Background/aims: Mixed cryoglobulinemia is frequently associated with chronic hepatitis C virus infection. We aimed to clarify the mechanism, kinetics and participating proteins in cryoprecipitate formation, which are still being debated.
Methods: Eighteen patients with cryoglobulinemia were studied. Isolated serum cryoprecipitates and purified cryoglobulin IgM and IgG fractions were analyzed in vitro by turbidimetry for temperature-dependent complex formation. Immunoglobulin reactivity, i.e. in cryoprecipitates and in cryoglobulin-free sera, was studied using immunoblot and enzyme immunoassays. HCV RNA was detected by reverse transcriptase/polymerase chain reaction.
Results: By turbidimetry, purified cryo-IgM precipitated (in the absence of HCV RNA) with cryo-IgG as well as with non-cryoglobulin IgG and with IgG Fc or F(ab')2 fragments. In contrast, purified cryo-IgG did not precipitate with non-cryoglobulin IgM. Anti-HCV IgG reactivity was found in cryoglobulin-free sera, in cryoprecipitates and in purified cryoglobulin IgG fractions. The respective titers were similar. Purified cryo-IgM did not react to HCV-encoded proteins. Binding of cryo-IgM to heterologous IgG was inhibited by intact IgG (up to a mean of about 52%) as well as by IgG Fc (33%) and F(ab')2 fragments (17%). Binding of cryo-IgM to IgG was enhanced at low temperature (4 degrees C vs. 37 degrees C), particularly for type III cryoglobulin IgM.

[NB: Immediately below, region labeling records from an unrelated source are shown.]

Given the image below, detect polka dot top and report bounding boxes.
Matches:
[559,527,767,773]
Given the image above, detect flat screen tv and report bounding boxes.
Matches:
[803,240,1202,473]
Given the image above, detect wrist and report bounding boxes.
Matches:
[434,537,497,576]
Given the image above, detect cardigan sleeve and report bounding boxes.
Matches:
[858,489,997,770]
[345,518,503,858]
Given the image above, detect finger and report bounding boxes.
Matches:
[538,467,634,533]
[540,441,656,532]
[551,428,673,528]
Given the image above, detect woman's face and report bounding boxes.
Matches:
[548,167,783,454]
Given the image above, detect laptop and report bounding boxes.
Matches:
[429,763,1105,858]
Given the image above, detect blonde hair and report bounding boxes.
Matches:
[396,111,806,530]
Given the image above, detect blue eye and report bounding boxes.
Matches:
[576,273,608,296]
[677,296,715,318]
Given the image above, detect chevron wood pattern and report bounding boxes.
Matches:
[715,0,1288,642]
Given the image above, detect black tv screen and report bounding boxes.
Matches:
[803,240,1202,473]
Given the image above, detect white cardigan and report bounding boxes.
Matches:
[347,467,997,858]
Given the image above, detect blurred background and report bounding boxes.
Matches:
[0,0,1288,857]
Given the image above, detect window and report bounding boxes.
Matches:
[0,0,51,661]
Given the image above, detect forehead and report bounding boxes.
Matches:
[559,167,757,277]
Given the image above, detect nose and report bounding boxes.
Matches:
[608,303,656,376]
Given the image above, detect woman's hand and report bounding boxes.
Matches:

Conclusions: In hepatitis C virus-associated cryoglobulinemia the in vitro precipitate formation depended on cryo-IgM, while IgG appeared to act as an unspecific antigenic partner. Hepatitis C viral particles were probably not required. Cryo-IgM binding occurred primarily to intact IgG. Anti-HCV reactivity of either cryo-IgM or cryo-IgG was not necessary for precipitate formation. Regarding the pathogenesis, a direct hepatitis C virus protein-dependent stimulation of B-cells producing cryo-IgM seems to be unlikely.